De campagne die Fol binnenkort lanceert, draagt de naam ‘Frank Fol, de Groentekok’. Om die groentekok op papier te zetten, riep Fol de hulp in van een professionele tekenaar. “Mijn klanten krijgen de volgende maanden telkens een andere tekening opgestuurd met op de achterkant een menu.” De thema’s die aan bod komen, zijn ‘Fol op Groenten’, ‘Passiefol’, ‘Fol uit Italië’ en ‘Wonderfol’. Het groentemannetje is ook terug te vinden op de website www.frankfol.be . Op die site kunt u het restaurant bezoeken, on-linebestellingen plaatsen en artikels over het restaurant raadplegen. Frank Fol stelt er zich trouwens voor als ‘kok, consultant, restaurateur en wijnmaker’.
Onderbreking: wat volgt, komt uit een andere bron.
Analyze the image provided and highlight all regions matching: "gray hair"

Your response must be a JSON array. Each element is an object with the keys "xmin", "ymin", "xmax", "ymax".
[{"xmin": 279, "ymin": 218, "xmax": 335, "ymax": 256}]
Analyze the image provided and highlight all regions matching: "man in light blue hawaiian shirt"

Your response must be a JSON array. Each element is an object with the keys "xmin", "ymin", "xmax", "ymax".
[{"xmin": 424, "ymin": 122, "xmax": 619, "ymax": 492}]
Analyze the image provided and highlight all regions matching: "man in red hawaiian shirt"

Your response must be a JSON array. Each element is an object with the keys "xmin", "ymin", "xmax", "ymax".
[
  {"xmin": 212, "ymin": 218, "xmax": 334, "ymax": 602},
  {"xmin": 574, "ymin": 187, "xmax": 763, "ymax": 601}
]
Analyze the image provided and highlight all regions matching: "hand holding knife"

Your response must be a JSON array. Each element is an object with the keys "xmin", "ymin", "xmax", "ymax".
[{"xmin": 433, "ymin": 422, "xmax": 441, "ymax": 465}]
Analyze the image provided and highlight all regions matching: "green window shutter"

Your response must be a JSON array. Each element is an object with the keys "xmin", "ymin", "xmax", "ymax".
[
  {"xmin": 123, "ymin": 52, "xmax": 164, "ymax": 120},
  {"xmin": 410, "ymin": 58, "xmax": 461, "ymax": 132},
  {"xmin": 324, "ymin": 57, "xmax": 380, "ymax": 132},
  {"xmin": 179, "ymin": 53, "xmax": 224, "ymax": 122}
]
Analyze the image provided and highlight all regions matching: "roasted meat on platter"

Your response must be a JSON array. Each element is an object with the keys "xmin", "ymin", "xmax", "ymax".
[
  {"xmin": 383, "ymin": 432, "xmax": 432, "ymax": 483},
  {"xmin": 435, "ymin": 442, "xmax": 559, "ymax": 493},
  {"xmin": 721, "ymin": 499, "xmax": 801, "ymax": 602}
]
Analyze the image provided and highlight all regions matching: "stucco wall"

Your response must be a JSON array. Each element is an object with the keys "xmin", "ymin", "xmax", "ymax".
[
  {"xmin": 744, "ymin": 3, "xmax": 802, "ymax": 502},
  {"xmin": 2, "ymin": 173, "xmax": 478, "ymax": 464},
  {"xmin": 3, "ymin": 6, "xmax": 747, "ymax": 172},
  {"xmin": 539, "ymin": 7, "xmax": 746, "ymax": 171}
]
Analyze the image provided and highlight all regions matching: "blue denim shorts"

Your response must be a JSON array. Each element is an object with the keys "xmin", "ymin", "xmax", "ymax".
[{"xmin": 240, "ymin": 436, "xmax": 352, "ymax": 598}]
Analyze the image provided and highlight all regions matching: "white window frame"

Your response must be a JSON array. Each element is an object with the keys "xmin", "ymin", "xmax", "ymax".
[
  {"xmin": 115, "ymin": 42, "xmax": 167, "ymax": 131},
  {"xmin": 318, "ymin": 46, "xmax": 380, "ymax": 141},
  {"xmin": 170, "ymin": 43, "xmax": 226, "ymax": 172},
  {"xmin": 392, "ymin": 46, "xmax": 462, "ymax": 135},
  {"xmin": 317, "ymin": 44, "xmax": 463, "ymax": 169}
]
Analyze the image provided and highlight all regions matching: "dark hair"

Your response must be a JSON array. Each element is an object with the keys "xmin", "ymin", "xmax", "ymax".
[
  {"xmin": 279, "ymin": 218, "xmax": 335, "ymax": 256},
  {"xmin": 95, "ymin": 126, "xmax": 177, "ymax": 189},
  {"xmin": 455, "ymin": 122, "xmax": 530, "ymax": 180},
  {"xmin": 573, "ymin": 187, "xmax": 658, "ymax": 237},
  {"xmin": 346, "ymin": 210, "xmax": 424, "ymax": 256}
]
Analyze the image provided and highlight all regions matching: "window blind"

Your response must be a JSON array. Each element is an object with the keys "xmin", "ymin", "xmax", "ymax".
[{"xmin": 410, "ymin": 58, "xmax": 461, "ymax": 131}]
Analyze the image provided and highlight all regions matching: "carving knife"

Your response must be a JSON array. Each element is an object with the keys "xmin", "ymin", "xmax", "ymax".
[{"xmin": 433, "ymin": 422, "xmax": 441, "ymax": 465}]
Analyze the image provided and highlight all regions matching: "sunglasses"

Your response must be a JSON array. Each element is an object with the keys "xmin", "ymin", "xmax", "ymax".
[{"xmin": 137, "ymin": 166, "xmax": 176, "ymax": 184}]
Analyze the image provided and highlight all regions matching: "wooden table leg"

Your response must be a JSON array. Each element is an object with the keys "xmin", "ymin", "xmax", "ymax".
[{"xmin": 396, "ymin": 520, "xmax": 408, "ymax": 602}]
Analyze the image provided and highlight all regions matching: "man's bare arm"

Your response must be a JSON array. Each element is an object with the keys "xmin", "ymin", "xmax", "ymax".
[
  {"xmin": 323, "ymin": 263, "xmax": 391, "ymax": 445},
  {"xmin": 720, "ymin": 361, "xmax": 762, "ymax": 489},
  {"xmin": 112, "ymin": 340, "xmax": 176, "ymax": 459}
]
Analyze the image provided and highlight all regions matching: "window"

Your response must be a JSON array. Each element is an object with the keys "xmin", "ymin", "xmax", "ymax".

“Ik speel open kaart, zodat iedereen kan volgen waarmee ik bezig ben. De site krijgt bijna honderd bezoekers per dag en er zijn veel reacties en reservaties. Wordt er over Fol in de media gesproken, dan is er plots een bezoekerspiek. Dan merk je onmiddellijk hoe belangrijk de media zijn.”

Pieter van Doveren

Een lekker potje kunnen koken is niet voldoende om succes te kennen.

Nederlanders koken niet beter dan Belgen, maar het zijn wel betere marketeers.